E non basta perché le bandiere israeliane – altro che sventolare sui pennoni! – vengono bruciate in piazza. Il sindaco Chiamparino parla di “cinque” aderenti a centri sociali che hanno bruciato bandiere senza che nessuno dei trentamila al corteo del Primo Maggio se ne accorgesse. Le foto mostrano qualcosa di più e proprio al centro di Piazza San Carlo. E poi, perché mai ci sono sempre quei “cinque” ai margini del corteo? Perché non se ne sentono estranei? Perché non vengono espulsi con indignazione, e c’è sempre una folla di “curiosi” che assiste senza indignazione all’olocausto di bandiere? E perché a questi fatti “marginali” e, in generale, al tristissimo clima che abbiamo descritto viene riservata una frazione minima dell’indignazione riservata alla dichiarazione del Presidente Fini? La quale può essere opinabile per qualcuno ma di certo è più riflessiva e pertinente di quella di chi paventa dietro i fatti di Verona il ritorno di un clima di violenza politica e di insicurezza per i cittadini. Come se fino ad oggi avessimo vissuto nel migliore dei mondi possibili e come se quel che accade a Torino non fosse da ascrivere a una violenza politica che sta lì da un pezzo e non “ritorna” perché è mutato il contesto politico.

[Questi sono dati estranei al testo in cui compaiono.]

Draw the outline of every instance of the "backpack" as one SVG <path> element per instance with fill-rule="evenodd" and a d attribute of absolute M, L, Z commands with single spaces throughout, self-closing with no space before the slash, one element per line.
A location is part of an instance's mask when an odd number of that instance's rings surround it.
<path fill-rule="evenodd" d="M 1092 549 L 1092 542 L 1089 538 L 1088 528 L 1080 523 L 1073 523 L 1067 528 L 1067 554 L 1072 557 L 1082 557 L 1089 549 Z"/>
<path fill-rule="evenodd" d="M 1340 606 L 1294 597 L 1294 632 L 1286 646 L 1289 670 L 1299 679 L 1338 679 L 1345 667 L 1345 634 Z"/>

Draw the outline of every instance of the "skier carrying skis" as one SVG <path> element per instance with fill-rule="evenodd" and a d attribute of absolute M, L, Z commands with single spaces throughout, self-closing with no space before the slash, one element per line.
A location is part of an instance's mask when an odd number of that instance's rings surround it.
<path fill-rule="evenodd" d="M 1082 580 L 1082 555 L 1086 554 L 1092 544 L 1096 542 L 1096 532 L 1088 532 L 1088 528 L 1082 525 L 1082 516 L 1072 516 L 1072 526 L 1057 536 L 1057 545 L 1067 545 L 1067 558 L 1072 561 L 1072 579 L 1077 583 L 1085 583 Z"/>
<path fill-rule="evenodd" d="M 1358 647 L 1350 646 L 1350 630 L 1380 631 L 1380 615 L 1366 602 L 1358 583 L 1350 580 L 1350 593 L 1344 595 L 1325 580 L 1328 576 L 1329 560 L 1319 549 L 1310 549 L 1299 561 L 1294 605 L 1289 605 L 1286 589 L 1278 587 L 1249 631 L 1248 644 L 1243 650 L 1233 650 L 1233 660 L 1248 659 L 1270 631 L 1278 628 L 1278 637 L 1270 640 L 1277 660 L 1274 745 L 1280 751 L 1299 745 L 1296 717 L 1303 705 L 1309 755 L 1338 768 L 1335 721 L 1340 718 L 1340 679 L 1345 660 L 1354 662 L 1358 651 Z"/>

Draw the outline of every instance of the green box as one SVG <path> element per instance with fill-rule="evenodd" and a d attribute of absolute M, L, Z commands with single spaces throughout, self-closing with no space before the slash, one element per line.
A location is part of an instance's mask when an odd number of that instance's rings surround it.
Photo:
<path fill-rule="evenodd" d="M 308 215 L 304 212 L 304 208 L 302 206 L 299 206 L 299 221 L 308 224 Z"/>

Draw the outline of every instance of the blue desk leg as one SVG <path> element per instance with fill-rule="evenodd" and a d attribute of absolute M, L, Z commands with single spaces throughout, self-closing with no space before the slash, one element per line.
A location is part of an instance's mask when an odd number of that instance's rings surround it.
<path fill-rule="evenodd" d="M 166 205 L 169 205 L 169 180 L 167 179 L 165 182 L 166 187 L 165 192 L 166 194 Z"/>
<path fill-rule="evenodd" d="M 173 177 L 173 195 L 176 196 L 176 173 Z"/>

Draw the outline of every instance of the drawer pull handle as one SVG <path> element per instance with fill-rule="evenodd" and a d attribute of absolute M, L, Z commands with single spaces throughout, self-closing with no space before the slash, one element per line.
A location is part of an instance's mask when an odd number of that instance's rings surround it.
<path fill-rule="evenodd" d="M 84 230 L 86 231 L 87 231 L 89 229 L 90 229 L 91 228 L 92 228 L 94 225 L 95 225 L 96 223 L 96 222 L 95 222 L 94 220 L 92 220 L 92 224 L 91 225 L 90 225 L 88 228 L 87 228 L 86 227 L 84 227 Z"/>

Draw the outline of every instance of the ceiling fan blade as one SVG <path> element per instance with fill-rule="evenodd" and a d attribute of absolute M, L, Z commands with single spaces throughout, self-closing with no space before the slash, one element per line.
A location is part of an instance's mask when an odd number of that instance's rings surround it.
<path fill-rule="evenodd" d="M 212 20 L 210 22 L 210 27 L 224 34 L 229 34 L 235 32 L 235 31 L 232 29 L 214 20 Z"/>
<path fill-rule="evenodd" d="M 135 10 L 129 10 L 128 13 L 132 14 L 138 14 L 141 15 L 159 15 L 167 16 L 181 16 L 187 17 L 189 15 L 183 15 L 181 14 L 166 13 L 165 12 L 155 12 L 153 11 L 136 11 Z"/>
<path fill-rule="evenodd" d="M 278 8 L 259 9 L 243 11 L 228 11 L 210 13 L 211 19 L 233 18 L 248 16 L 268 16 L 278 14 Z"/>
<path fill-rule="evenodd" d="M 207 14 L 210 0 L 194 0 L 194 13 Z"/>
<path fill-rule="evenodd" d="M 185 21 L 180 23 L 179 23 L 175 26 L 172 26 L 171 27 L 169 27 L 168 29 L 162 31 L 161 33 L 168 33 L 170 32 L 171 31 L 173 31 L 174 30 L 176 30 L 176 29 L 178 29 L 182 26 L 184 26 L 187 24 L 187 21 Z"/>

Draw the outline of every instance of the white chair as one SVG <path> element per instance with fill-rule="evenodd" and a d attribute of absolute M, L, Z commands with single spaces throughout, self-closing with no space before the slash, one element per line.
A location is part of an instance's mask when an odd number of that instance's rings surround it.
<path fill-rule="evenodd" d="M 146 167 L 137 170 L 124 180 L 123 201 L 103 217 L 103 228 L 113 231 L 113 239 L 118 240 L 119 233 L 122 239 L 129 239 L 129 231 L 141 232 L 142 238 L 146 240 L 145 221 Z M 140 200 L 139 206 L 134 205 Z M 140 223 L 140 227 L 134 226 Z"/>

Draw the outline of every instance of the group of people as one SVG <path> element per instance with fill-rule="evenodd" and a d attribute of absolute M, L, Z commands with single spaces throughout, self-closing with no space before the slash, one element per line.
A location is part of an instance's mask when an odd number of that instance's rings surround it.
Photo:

Il nostro paese non ha bisogno di un’eterna campagna elettorale, bensì di concordia su alcune questioni di base: il ripristino della convivenza civile, il rispetto delle leggi e dell’autorità dello stato, la riaffermazione del valore della cultura e del libero confronto; ha bisogno di bandire la predicazione della violenza nell’educazione dei giovani. La Fiera del libro di Torino è un banco di prova. Per ora i risultati sono a dir poco inquietanti.